As Komar and Melamid see it, the religion of art has its own Holy Trinity — Leonardo, Rembrandt and van Gogh. It is the last, however, whom they credit with really kicking off the new church, and it is he whom they see as the archetypal artist. When speaking of van Gogh, Melamid falls into hushed, reverential tones: “In a way he died for our sins. He‘s a Christ-like figure. You always need some person to get the religion going, and he made this church happen.” I mention Galileo, the supposedly persecuted scientist who got the modern science of physics off the ground. Melamid concurs enthusiastically: “Yes, you always need a suffering figure to make it happen. Art, science, religion — the legends are based on the same presumptions,” at least in the Western world.

Melamid points out that Jesus not only suffered for our sins, “He proved his power through healing, through rising from the dead, et cetera.” It is just this power Melamid sees as the true future of art. “Art is about communication,” he says, “communication between the artist and the people. But maybe you don’t need anything in between — the object of a painting for instance. Maybe you can just go directly to the people.” In other words, artists could give up painting and sculpture per se, give up the production of new objects, and use their power to heal people directly. It‘s not like there’s any lack of good art in the world, Melamid notes. “I don‘t think we need any more objects,” he opines.

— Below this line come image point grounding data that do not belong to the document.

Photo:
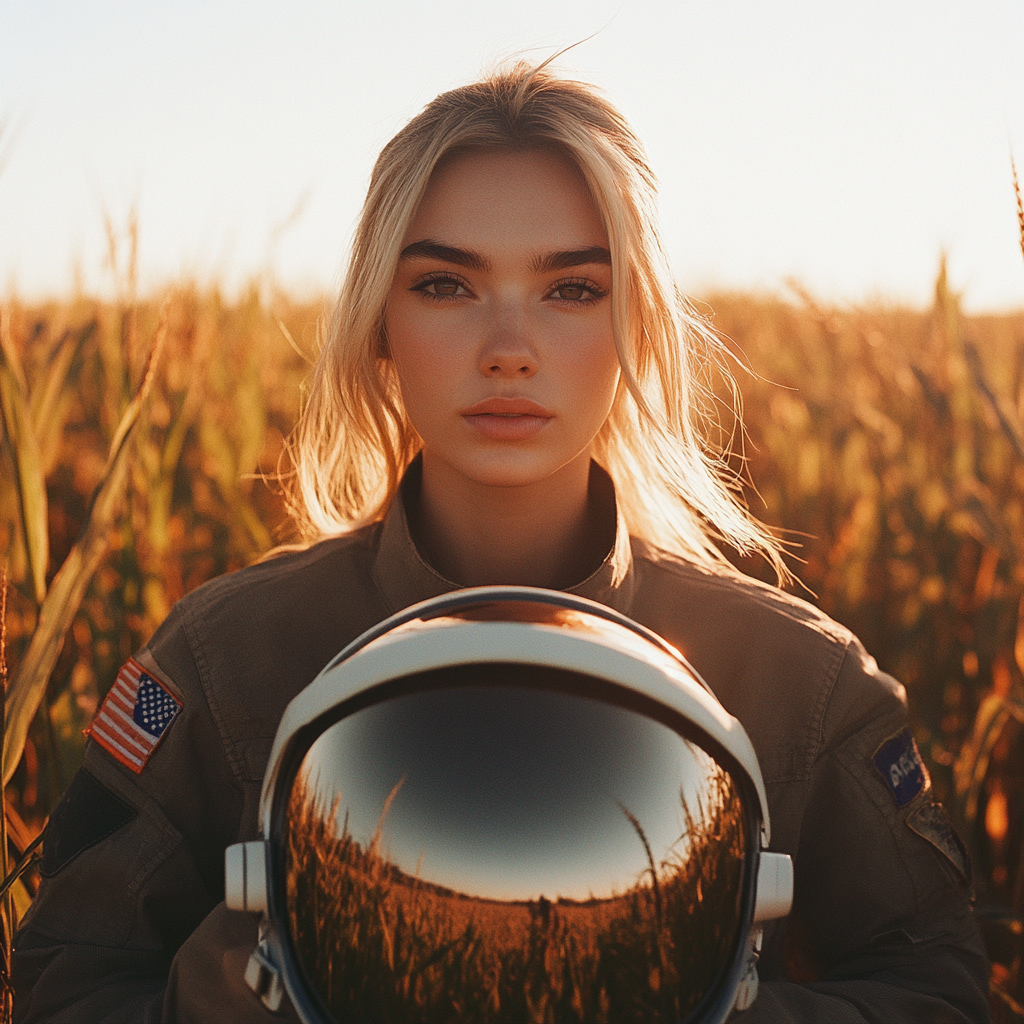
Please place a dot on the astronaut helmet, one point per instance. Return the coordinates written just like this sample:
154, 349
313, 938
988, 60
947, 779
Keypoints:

What about him and Komar? “Myself, I am trying not to produce any more objects,” says Melamid. “Why? What for?” In a capitalist society art has become just another process of production, he says, another way of churning out consumer goods: “I don’t think this is what art is about — if it is about anything.” If it is about anything, for Komar and Melamid it is about psychological, physiological and spiritual renewal. To that end, they see their future not in front of an easel but in front of an audience, “preaching.” They already have several events lined up where they will begin “spreading the word” about the “Healing Power of Art.” In this time of crisis and confusion, says Brother Melamid, “we bring hope to the people.” What more could any artist offer?